Today, Stephen Healy of Stony Brook, Long Island is a college graduate working his way towards a master's degree in business at Stony Brook University.
But this time ten years ago, Healy, 50, was an active New York City firefighter who was working the day tour in Cobble Hill on the morning of Sept. 11.
Healy's company responded, and he was badly injured during the initial collapse of the first tower that day, carried by a fellow firefighter to safety after sustaining injuries to his back and hands. He would undergo several surgeries and countless hours of physical therapy, but emerged with a new kind of determination.
Healy later made three trips to Washington, D.C. to advocate on behalf of first responders and recovery crews who became ill while working at Ground Zero. In 2009, equipped with an inhaler for the asthma he developed after exposure at Ground Zero, he even ran a marathon.
"It took me six hours," he said, "but it was more of a quest."

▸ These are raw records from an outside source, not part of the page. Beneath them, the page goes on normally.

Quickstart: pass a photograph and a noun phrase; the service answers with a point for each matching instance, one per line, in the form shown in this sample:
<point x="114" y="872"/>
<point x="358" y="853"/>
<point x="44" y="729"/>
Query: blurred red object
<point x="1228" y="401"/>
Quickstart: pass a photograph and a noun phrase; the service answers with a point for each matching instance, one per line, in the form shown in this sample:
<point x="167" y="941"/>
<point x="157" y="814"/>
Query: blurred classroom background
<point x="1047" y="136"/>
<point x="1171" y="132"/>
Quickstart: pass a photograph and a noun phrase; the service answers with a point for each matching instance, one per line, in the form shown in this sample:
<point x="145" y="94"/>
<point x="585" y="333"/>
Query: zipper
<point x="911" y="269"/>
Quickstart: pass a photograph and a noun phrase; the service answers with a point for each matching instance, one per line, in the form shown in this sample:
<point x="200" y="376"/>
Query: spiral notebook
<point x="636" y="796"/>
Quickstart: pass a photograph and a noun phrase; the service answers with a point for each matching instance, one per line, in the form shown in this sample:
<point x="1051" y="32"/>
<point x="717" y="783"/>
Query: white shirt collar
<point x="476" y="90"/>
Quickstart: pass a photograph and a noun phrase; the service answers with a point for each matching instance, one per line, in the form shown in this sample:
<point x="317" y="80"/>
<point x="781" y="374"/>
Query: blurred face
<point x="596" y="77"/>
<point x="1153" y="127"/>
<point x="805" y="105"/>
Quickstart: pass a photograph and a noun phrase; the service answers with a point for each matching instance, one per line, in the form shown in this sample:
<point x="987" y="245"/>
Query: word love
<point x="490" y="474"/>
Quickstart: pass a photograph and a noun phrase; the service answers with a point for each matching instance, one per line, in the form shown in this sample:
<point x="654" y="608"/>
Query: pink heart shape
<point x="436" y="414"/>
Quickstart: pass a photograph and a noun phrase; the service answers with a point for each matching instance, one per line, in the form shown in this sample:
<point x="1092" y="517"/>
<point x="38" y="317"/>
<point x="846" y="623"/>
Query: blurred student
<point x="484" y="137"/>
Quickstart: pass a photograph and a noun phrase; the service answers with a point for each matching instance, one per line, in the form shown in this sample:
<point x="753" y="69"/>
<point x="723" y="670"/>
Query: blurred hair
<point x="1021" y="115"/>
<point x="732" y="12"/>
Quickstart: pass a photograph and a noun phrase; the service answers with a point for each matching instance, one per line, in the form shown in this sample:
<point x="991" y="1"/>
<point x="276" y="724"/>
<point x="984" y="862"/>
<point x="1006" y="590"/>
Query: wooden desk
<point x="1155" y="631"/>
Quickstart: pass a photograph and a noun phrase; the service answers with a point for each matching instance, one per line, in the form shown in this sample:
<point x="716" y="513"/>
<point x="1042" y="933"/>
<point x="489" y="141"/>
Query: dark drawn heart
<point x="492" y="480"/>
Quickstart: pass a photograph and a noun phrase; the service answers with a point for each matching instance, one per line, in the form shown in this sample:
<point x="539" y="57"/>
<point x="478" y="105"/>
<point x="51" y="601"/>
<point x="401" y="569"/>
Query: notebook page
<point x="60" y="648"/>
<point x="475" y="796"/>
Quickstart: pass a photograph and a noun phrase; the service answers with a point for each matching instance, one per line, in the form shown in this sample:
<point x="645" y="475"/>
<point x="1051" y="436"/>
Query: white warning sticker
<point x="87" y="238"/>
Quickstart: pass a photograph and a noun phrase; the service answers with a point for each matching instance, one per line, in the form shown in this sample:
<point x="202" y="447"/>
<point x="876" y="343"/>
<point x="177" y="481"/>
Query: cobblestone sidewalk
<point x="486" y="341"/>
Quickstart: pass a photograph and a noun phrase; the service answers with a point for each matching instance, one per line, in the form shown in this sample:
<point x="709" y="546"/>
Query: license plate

Not unlike his educational journey, after which he hopes to make an entrepreneurial move of some kind. But, he said, so many first responders and recovery workers can't move forward in the ways he's been able to because they've gotten sick.
"I’m fortunate," said Healy, who retired in 2002 as a lieutenant after nearly 20 years of service. "I kind of look at myself as the other side of that. Hopefully people could get a little bit of inspiration knowing that somebody was down there and was exposed to that and has pushed back a little bit."